The facts involve the construction of a contract for sale of real estate in Porto Rico.

This is a bill for the specific performance of a contract to sell land, made by the defendant Gutierrez. The defendant Robledo claims under a lease from the vendors made since the contract and found to have been taken with notice. The district court entered a decree for the plaintiff, and the defendants appealed. There is also a motion to dismiss on the ground that the principal appellants have accepted a part of the purchase money paid into court in pursuance of the decree, but we shall not deal with this, because we are of opinion that the decision was right, and therefore there is no need to consider whether the appellants are estopped by doing what they say they were compelled to do upon penalty of being held in contempt. The motion to dismiss did not go to the jurisdiction but raised another question on the merits.

Supreme Court of the United States.


Appeal from the Supreme Court of Porto Rico.
(227 U. S., 270.)

No. 145. Submitted January 24, 1913. Decided February 24, 1913.

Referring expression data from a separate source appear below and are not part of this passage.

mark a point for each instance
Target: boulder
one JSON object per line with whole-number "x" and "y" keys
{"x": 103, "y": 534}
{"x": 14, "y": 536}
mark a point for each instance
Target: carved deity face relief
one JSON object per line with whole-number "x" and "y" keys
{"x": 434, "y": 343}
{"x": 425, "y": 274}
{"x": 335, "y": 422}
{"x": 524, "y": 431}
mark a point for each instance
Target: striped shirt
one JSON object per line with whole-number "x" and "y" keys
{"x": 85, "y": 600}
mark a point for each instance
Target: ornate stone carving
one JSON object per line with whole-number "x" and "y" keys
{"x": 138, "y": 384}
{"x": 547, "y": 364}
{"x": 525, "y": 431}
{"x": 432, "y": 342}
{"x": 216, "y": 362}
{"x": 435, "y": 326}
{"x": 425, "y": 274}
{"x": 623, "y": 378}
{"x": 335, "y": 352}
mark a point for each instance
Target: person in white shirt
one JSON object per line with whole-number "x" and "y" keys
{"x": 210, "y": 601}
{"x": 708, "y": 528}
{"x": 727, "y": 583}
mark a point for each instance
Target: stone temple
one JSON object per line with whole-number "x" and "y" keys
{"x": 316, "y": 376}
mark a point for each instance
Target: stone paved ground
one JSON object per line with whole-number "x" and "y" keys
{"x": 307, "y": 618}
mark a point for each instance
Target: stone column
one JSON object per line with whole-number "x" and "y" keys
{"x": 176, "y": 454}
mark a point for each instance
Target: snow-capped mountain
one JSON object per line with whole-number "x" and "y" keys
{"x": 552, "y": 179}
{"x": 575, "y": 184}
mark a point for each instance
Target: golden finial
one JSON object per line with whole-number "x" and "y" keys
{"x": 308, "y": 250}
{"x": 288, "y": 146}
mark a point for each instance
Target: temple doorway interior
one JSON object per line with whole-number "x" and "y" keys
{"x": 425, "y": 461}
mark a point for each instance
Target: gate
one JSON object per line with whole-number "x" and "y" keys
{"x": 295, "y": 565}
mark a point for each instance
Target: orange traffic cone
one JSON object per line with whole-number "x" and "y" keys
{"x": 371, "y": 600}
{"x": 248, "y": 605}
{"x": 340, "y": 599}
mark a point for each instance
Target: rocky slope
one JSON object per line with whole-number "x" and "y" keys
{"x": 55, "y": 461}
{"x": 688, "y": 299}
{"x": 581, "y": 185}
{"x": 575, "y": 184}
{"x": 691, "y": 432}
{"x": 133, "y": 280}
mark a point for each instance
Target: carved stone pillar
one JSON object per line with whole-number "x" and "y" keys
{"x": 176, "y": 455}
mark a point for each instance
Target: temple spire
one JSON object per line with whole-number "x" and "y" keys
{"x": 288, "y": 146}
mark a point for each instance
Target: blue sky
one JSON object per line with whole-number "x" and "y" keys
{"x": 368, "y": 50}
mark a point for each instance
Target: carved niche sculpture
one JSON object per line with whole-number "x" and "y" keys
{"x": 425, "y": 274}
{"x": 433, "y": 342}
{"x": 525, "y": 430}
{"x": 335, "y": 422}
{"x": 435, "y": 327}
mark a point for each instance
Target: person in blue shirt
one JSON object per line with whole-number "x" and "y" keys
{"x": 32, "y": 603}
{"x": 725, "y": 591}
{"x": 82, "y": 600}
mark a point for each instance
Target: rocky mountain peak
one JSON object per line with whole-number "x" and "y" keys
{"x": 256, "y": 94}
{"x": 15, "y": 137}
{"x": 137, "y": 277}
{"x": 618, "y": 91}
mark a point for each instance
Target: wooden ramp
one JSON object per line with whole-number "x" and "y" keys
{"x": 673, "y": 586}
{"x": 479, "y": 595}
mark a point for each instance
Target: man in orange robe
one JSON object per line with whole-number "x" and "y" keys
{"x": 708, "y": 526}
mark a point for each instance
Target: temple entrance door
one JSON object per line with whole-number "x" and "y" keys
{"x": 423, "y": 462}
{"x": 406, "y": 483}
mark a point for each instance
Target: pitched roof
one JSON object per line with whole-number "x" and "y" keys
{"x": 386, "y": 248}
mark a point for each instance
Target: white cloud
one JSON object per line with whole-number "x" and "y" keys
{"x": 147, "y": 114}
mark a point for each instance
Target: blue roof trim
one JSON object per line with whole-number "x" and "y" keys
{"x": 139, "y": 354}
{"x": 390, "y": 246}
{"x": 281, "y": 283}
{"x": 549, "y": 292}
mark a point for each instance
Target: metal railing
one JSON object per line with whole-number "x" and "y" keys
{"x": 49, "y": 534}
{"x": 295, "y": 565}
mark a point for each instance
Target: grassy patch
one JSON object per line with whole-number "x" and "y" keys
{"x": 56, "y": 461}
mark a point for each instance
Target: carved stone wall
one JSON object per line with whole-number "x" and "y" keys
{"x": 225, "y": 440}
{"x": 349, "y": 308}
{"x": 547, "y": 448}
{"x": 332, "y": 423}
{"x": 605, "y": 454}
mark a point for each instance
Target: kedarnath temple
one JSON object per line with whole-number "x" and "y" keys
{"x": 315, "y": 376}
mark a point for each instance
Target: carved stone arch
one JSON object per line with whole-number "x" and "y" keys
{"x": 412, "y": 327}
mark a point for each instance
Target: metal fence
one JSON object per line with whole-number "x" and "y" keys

The government of Porto Rico can not be sued without its consent. The government of Porto Rico, as established by the organic act, with some possible exceptions, comes within the general rule exempting a government sovereign in its attributes.

That government of Porto Rico, as established by the organic act of April 12, 1900, is a strong likeness of that established for Hawaii which has immunity from suit. (Kawananakoa v. Polyblank, 205 U. S., 349.)

The provision in scetion 7 of the organic act of Prto Rico that the People of Porto Rico shall have power to sue and be sued is not to be construed as destroying the grant of sovereignty given by the act itself.

Like words may have one significance in one context and a different significance in another.

In construing an organic act of a Territory, this court will consider that Congress intended to create a government conforming to the American system of divided powers-legislative, executive, and judicial-and did not intend to give to any one branch of that government power by which the government itself so created could be destroyed.

The words "to sue and be sued" as used in section 7 of the organic act of Porto Rico, when construed in connection with the grant of governmental powers therein contained, amount only to a recognition of a liability to be sued in case of consent duly given.

16 Porto Rico, 481, reversed.

Opinion by White, Chief J. No dissenting opinion.